A ella. La quería a ella, y no sabía como decirlo. No en ese momento, no cuando estaba mirándolo como si él le hubiera roto el corazón.

– Hubiera podido ser feliz con él -susurró ella.

– No. No, no hubieras podido. No entiendes, él…

– Si, hubiera podido -gritó ella-. Quizás nunca lo hubiera amado, pero hubiera podido ser feliz. Era lo que yo esperaba. Entiendes, para eso fui preparada. Y tú… tú… -se apartó, volviéndose hasta que él no pudo verle más su rostro-. Lo arruinaste.

– ¿Cómo?

Ella levantó los ojos hacia los suyos, y la mirada en ellos era tan severa, tan profunda, que le quitó el aliento. Y dijo:

– Porque me hiciste quererte en su lugar.

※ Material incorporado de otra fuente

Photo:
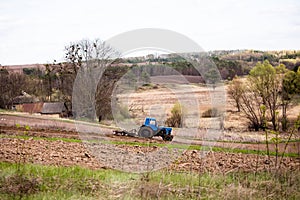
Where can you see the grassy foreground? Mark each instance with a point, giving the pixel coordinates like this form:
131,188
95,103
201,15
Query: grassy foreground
28,181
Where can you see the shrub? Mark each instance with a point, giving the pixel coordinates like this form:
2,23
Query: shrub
175,119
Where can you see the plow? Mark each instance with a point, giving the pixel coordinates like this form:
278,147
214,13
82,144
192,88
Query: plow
149,129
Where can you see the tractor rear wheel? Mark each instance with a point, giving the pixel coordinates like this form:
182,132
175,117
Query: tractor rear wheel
146,132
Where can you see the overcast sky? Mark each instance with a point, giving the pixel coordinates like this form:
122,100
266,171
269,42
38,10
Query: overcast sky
36,31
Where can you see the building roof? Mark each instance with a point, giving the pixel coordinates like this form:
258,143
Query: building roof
53,108
25,98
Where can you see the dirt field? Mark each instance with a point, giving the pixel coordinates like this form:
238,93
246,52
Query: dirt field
46,144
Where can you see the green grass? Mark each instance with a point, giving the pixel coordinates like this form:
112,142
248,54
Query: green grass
81,183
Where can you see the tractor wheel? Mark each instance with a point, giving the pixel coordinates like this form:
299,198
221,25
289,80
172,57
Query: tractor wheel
168,138
146,132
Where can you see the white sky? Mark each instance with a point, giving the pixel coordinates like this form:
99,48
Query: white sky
36,31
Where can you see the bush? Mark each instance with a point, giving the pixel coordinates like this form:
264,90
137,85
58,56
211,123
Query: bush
211,112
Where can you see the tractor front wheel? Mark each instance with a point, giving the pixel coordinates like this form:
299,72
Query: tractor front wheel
146,132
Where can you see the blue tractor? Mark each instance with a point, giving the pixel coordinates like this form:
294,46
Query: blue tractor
150,128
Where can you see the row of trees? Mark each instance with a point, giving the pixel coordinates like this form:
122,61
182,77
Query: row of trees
266,94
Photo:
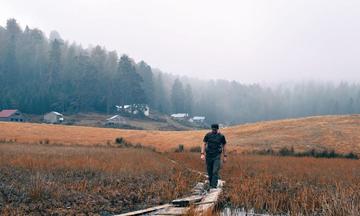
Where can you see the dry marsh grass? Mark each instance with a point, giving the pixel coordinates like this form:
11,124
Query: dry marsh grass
68,180
340,133
287,185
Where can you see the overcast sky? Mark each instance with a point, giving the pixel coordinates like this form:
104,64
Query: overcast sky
245,40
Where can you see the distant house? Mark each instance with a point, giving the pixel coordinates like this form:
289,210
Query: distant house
134,109
180,116
53,117
198,119
116,120
12,115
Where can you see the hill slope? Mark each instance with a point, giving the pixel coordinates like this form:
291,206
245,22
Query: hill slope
341,133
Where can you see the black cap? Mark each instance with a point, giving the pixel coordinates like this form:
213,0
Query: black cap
214,126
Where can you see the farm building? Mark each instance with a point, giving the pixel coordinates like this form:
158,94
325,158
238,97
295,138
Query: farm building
12,115
116,120
53,117
134,109
180,116
198,119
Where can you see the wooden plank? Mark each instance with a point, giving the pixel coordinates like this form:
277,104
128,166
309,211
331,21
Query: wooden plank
187,201
209,201
173,211
203,203
145,211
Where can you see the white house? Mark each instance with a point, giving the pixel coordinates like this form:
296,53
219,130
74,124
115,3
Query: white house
180,116
116,120
53,117
198,119
134,109
12,115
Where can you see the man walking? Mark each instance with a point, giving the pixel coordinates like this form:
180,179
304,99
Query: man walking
214,145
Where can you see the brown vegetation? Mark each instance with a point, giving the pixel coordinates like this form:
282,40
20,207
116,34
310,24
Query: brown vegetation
39,179
281,185
339,133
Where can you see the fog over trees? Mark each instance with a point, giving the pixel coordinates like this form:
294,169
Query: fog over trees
39,74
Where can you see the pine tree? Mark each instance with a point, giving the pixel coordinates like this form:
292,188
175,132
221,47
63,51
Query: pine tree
188,100
131,90
148,84
177,97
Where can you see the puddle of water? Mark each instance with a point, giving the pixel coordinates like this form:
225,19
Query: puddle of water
239,212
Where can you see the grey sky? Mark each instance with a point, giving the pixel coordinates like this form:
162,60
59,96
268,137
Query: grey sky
244,40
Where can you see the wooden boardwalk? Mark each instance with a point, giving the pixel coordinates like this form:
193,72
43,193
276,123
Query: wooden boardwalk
200,202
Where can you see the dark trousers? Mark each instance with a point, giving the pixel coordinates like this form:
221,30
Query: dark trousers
213,167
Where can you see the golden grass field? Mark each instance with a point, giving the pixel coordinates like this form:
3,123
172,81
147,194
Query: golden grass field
340,133
88,174
82,180
287,185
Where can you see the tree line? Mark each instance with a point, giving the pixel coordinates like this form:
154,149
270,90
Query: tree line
39,74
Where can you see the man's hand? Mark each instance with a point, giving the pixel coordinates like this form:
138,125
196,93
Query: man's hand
224,159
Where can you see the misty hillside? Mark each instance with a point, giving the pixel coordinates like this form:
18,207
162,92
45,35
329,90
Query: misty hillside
339,133
39,74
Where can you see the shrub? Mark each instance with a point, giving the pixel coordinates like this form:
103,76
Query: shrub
195,149
180,148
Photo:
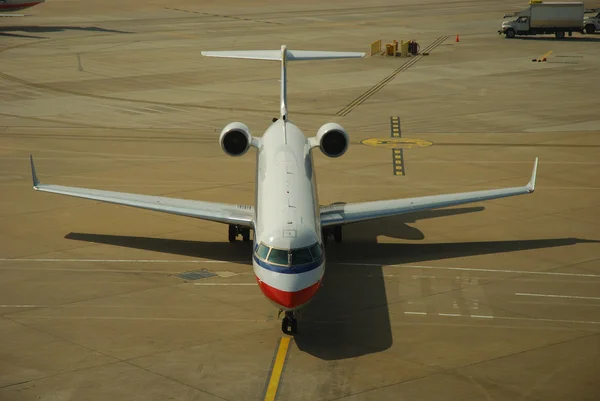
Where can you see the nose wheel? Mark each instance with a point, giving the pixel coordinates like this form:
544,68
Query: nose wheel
289,324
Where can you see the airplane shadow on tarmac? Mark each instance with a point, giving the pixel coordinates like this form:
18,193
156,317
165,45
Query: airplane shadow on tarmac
36,29
349,315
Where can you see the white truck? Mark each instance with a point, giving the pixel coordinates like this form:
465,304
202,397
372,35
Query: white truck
591,21
545,18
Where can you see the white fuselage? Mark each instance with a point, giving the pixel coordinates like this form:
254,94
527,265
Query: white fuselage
287,216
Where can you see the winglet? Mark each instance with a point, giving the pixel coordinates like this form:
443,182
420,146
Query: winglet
531,184
36,182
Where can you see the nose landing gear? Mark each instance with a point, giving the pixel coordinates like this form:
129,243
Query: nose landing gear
289,324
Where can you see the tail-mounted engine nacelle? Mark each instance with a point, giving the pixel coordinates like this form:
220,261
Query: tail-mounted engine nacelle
333,140
235,139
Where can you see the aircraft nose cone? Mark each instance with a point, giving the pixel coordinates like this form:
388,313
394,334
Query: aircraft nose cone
286,299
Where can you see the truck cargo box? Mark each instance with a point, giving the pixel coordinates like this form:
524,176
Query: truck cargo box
556,15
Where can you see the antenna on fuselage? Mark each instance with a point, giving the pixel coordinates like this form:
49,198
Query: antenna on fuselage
284,55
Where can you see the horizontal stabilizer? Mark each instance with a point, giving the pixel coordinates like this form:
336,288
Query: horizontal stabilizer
276,55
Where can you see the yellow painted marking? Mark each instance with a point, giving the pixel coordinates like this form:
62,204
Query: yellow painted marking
277,371
396,143
545,55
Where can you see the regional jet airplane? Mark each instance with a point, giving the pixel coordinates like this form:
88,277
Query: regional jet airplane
289,226
16,5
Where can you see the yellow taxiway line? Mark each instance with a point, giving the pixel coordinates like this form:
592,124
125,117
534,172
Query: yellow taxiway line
277,370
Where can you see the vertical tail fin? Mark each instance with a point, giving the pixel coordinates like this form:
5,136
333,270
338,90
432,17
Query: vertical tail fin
284,55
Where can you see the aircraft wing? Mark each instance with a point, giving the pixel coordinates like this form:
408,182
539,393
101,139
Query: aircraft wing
220,212
337,214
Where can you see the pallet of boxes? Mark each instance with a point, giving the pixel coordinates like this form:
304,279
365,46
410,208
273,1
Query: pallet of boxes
403,49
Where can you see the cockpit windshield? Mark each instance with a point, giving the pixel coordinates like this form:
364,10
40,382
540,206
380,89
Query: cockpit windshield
278,256
289,257
301,256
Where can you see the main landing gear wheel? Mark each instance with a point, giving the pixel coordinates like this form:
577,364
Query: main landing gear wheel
234,231
289,324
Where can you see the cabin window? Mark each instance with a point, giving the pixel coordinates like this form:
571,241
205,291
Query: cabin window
262,251
278,256
301,256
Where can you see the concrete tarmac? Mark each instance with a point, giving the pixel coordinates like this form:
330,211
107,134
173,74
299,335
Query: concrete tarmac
491,301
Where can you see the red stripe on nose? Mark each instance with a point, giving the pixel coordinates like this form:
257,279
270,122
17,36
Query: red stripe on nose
287,299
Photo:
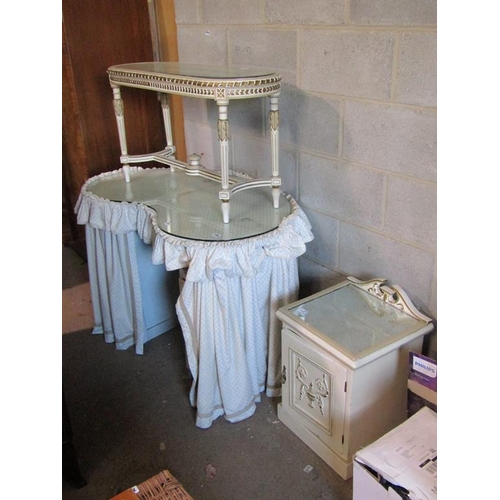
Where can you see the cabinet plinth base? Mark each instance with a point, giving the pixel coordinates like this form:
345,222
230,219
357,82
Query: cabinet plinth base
342,467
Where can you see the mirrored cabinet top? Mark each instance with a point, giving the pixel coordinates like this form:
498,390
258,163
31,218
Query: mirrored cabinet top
356,321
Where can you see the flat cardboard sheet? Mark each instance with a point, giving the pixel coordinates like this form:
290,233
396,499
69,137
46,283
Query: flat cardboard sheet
407,455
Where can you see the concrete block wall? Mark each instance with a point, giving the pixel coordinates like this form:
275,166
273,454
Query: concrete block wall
357,125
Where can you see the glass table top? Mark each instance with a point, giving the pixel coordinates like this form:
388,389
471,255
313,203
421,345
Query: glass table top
354,320
189,206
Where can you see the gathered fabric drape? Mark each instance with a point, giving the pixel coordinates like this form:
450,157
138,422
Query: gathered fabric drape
226,308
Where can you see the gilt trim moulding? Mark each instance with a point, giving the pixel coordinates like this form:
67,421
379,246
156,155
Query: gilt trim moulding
206,82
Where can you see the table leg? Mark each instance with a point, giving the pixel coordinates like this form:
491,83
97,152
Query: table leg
165,107
274,119
223,130
120,122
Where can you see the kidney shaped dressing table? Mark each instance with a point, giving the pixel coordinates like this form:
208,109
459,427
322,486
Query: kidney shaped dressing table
237,276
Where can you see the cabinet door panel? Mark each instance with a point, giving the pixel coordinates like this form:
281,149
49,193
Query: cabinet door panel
316,389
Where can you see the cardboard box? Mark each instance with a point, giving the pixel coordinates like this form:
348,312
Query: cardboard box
422,383
401,464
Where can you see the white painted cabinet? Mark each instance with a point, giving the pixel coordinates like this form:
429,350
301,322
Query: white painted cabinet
345,357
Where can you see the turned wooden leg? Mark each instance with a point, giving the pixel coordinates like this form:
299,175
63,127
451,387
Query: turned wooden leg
274,125
223,131
120,122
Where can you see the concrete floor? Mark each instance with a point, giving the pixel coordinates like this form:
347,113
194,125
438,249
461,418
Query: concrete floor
131,418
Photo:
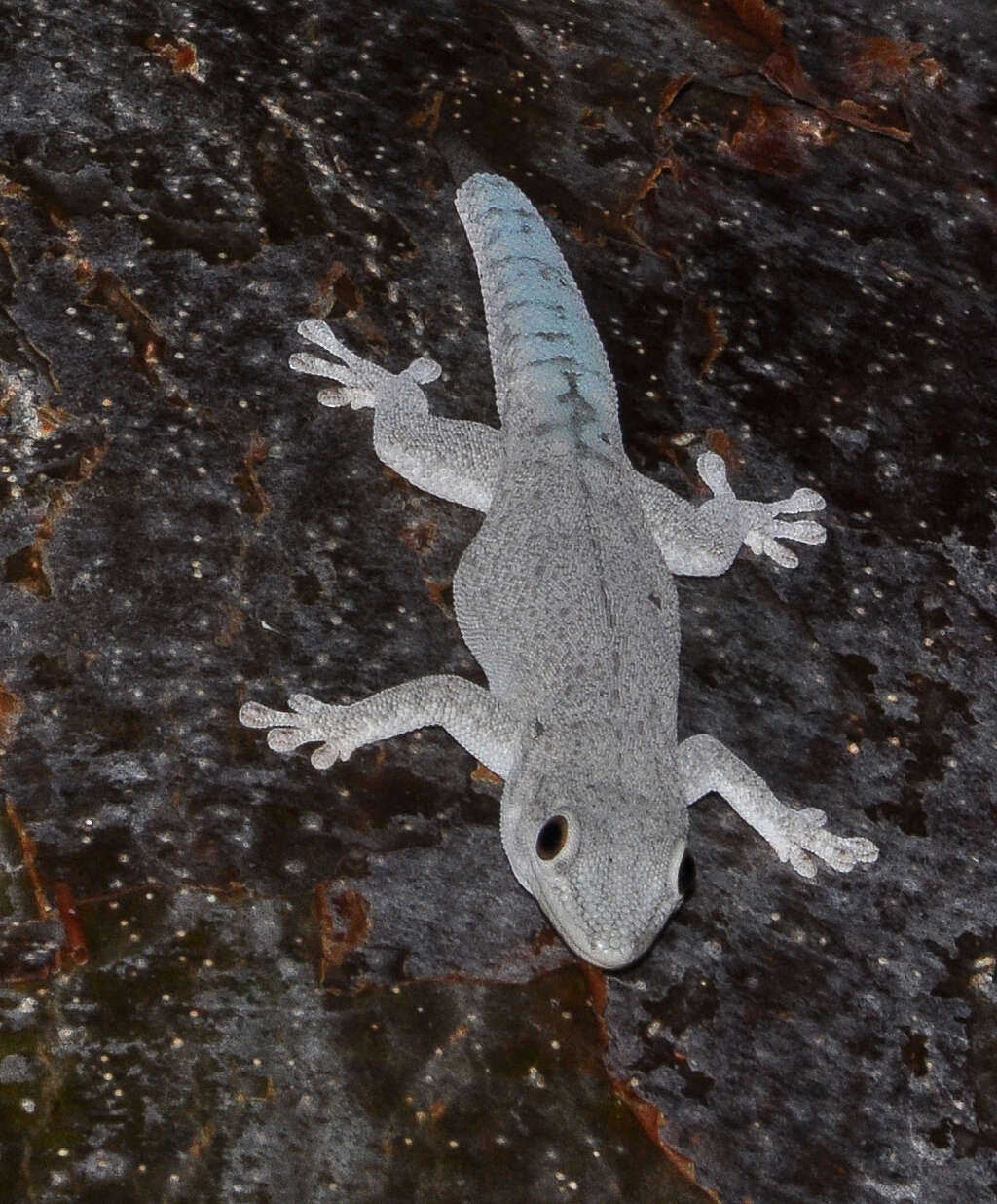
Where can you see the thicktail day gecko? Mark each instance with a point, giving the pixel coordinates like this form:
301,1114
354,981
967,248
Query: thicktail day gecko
566,600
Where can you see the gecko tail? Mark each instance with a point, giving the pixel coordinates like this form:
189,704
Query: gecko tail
542,341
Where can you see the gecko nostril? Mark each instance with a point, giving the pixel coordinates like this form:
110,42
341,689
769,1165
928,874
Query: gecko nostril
552,838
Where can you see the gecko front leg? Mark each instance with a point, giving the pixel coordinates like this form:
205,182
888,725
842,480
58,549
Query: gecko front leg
797,836
467,712
456,460
702,541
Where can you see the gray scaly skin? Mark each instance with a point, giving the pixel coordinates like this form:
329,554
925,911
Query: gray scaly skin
566,598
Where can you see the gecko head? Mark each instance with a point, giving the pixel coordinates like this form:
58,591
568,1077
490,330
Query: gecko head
607,863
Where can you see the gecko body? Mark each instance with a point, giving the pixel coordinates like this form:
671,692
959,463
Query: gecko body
566,600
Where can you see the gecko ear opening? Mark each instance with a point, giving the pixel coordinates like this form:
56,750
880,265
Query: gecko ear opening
686,876
552,838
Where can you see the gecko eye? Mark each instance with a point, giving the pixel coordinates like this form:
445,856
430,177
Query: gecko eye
553,837
686,879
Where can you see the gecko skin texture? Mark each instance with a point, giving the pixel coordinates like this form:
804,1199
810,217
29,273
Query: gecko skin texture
568,601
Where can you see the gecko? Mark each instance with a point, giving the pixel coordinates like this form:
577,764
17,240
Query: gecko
566,598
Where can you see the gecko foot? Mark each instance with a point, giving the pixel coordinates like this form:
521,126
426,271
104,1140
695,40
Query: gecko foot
360,383
762,526
802,840
307,721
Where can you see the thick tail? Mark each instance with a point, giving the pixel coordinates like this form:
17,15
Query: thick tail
542,341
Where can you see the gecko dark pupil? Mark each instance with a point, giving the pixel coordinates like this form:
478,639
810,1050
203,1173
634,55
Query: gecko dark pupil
686,874
553,837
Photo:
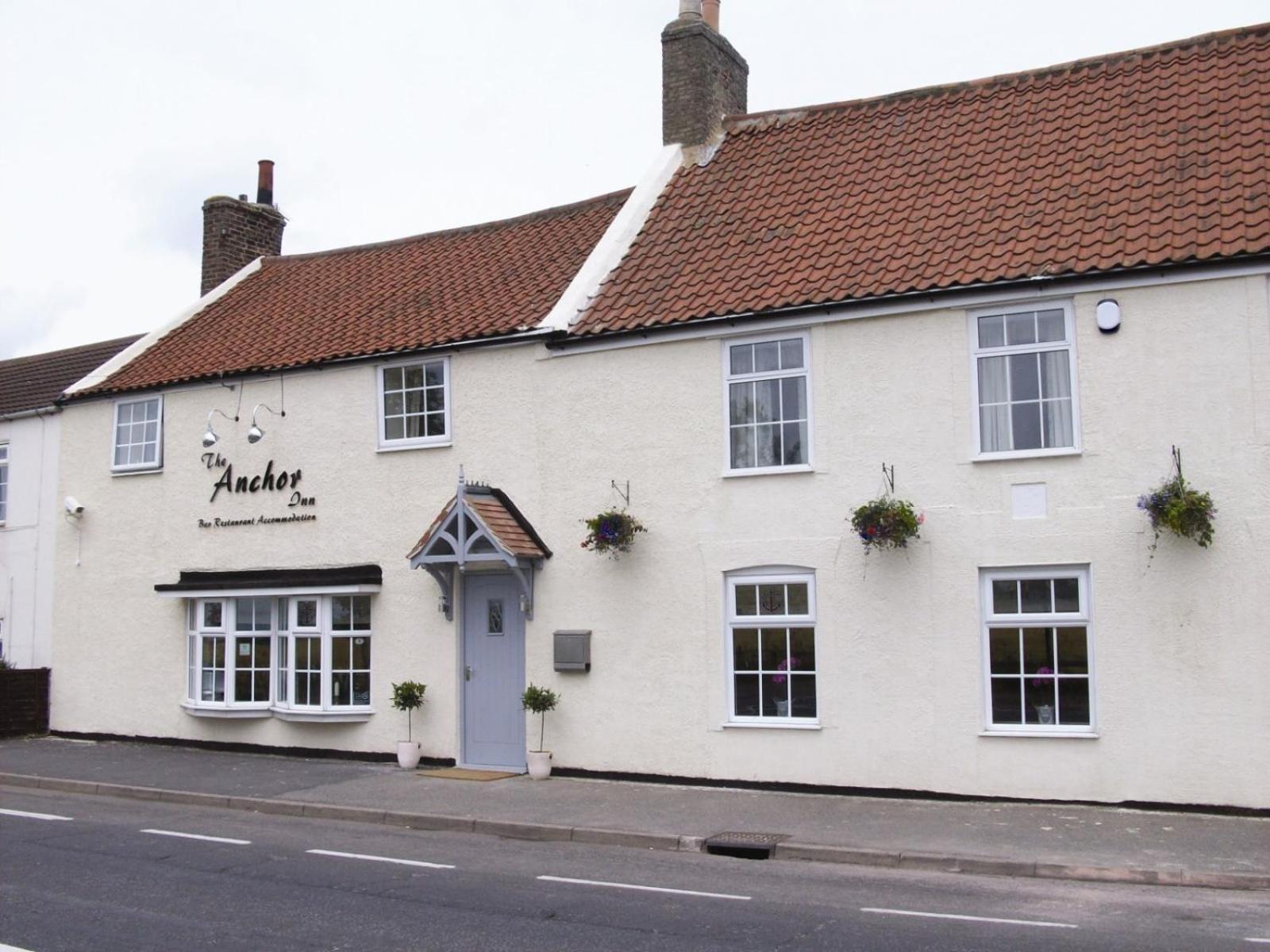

Su corazón se cerró de golpe en su pecho.

– Lucy -dijo, porque no podía decir nada más-. Lucy.

– No se que hacer -confesó ella.

– Bésame. -Tomó la cara de ella entre sus manos-. Solo bésame.

Esta vez, cuando la besó, fue diferente. Ella era la misma mujer entre sus brazos, pero él no era el mismo hombre. Su necesidad por ella era más profunda, más elemental.